Despite vociferous opposition, prime minister Margaret Thatcher refused to back down on what became known as the ‘Poll Tax’.
On 31 March, around 200,000 protesters marched on Trafalgar Square in London, and in the late afternoon, as the rally was coming to an end, violence broke out in the crowds, initiating “the Battle of Trafalgar”.
The battle began in Whitehall as police in riot gear drew truncheons and charged at crowds that had streamed down from Trafalgar Square towards Downing Street. Mounted police were then called in and charged the crowds.
Protesters responded by showering police with placards, milk crates and traffic bollards. Several Portakabins were set on fire and a car showroom was smashed with rocks, torn up paving slabs and iron rods, and all the cars had their windows broken.
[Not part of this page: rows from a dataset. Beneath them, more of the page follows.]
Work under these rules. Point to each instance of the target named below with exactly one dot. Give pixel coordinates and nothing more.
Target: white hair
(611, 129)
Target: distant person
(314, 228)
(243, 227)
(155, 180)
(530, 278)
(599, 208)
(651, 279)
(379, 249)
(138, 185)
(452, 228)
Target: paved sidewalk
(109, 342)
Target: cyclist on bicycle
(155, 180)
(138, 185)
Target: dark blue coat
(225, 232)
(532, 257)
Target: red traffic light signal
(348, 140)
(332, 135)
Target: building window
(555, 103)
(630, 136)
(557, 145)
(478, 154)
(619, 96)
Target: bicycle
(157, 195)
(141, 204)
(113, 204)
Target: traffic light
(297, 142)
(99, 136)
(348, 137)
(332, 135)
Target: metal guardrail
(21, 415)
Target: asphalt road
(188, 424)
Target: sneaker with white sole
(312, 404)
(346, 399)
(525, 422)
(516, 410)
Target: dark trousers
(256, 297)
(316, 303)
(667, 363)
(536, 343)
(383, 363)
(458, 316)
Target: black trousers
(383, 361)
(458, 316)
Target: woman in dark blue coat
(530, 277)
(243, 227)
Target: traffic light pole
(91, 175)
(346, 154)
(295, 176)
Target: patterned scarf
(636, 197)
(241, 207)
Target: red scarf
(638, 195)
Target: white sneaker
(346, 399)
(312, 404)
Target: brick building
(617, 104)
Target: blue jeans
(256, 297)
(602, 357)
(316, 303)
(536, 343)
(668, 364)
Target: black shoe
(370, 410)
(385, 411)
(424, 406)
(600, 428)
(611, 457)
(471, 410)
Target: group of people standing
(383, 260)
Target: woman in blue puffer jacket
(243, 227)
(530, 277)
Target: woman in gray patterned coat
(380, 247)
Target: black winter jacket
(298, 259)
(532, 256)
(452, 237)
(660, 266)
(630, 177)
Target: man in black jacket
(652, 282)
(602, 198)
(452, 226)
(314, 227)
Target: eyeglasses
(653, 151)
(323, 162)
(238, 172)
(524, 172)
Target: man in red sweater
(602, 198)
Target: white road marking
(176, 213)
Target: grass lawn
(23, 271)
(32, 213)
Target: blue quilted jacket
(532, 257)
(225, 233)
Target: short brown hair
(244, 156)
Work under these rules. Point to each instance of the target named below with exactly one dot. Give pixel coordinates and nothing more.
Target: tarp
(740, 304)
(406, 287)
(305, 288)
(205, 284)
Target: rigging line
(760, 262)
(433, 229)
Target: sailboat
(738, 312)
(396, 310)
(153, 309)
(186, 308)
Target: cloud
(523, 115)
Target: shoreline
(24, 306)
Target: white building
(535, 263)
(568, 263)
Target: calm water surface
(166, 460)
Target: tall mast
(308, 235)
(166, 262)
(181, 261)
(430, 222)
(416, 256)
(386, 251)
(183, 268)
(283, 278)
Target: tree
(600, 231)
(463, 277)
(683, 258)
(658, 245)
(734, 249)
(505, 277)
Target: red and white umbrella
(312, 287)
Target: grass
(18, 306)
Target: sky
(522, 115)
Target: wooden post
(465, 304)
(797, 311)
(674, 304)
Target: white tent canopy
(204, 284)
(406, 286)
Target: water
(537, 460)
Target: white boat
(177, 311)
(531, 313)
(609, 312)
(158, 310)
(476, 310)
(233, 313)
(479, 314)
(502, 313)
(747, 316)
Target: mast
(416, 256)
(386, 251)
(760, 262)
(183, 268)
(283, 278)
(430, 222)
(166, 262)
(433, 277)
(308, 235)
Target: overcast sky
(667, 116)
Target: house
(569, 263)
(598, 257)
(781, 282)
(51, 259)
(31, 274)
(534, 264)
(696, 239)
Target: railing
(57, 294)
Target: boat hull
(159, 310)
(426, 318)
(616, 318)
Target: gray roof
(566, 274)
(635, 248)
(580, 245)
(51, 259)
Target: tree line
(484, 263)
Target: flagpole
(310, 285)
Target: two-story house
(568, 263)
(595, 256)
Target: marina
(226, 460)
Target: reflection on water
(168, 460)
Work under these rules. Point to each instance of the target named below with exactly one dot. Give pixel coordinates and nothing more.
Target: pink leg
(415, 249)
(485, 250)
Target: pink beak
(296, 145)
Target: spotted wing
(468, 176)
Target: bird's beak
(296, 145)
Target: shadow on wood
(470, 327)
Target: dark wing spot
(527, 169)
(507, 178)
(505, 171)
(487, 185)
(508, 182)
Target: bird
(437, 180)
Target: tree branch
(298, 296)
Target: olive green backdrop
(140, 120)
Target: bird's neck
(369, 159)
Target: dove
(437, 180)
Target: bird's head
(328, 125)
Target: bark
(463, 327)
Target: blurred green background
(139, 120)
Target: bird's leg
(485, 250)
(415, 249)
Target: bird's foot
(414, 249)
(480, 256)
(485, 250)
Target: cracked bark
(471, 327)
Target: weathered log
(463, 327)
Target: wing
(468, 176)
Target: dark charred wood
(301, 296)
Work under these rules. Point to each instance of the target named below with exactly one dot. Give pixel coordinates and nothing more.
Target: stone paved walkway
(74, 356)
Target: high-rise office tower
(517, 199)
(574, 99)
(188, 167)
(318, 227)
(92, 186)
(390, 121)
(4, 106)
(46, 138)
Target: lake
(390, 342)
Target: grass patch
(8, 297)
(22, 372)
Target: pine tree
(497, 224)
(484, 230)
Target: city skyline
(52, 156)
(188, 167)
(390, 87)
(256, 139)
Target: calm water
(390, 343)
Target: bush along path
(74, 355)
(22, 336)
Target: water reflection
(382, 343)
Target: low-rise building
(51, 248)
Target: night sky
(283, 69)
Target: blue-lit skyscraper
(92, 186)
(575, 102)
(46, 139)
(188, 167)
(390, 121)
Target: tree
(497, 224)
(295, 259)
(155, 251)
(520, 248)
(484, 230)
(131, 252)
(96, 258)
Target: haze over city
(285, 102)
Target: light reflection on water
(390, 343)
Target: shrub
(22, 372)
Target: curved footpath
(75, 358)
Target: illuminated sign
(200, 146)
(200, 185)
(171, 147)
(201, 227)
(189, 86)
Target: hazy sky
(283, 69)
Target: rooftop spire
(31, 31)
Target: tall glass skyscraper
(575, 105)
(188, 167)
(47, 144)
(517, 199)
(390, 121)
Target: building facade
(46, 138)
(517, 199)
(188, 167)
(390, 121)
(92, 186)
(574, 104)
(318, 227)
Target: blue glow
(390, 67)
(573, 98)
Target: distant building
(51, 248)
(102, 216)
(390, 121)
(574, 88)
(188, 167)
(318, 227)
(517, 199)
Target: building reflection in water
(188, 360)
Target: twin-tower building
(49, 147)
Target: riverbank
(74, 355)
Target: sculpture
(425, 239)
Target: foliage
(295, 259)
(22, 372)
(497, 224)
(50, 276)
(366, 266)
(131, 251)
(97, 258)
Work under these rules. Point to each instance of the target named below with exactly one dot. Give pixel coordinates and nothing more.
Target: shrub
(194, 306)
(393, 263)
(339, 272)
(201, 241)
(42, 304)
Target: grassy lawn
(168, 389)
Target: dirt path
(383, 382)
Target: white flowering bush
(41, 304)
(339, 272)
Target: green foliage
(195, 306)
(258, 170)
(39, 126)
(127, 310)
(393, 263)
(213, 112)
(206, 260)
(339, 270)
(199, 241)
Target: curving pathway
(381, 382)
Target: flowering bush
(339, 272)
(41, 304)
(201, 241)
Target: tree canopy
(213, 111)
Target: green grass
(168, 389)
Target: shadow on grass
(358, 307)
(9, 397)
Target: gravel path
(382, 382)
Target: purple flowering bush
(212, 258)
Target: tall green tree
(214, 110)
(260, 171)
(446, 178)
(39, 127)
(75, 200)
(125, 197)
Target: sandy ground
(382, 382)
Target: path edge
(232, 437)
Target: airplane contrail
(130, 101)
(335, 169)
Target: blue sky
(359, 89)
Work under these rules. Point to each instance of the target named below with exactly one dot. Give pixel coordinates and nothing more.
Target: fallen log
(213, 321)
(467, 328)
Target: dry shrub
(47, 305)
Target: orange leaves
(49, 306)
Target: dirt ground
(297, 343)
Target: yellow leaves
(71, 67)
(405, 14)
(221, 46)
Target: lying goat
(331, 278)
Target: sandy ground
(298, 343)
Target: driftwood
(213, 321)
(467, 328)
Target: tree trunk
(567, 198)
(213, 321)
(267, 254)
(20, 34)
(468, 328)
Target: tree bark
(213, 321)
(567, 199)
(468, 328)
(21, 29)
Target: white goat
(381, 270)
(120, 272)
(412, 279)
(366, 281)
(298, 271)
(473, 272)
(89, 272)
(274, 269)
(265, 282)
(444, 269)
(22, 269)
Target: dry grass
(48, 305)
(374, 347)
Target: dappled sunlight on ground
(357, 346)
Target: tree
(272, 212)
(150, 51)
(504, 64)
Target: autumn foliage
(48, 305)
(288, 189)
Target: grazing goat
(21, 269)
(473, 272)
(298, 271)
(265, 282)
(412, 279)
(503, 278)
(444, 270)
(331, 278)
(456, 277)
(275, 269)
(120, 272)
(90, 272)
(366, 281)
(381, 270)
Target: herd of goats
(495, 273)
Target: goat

Terrified theatregoers huddled in doorways.
Fighting spread to the streets of Soho as police snatch squads fought running battles with small bands of demonstrators in the streets around Cambridge Circus.
The ensuing riot was the largest civil disturbance seen in the British capital in the 20th century and resulted in thousands of injuries and massive damage to property – including the burning and looting of businesses and cars. More than 340 people were arrested.
This bitter message to the government was the first step in Thatcher‘s decline from power.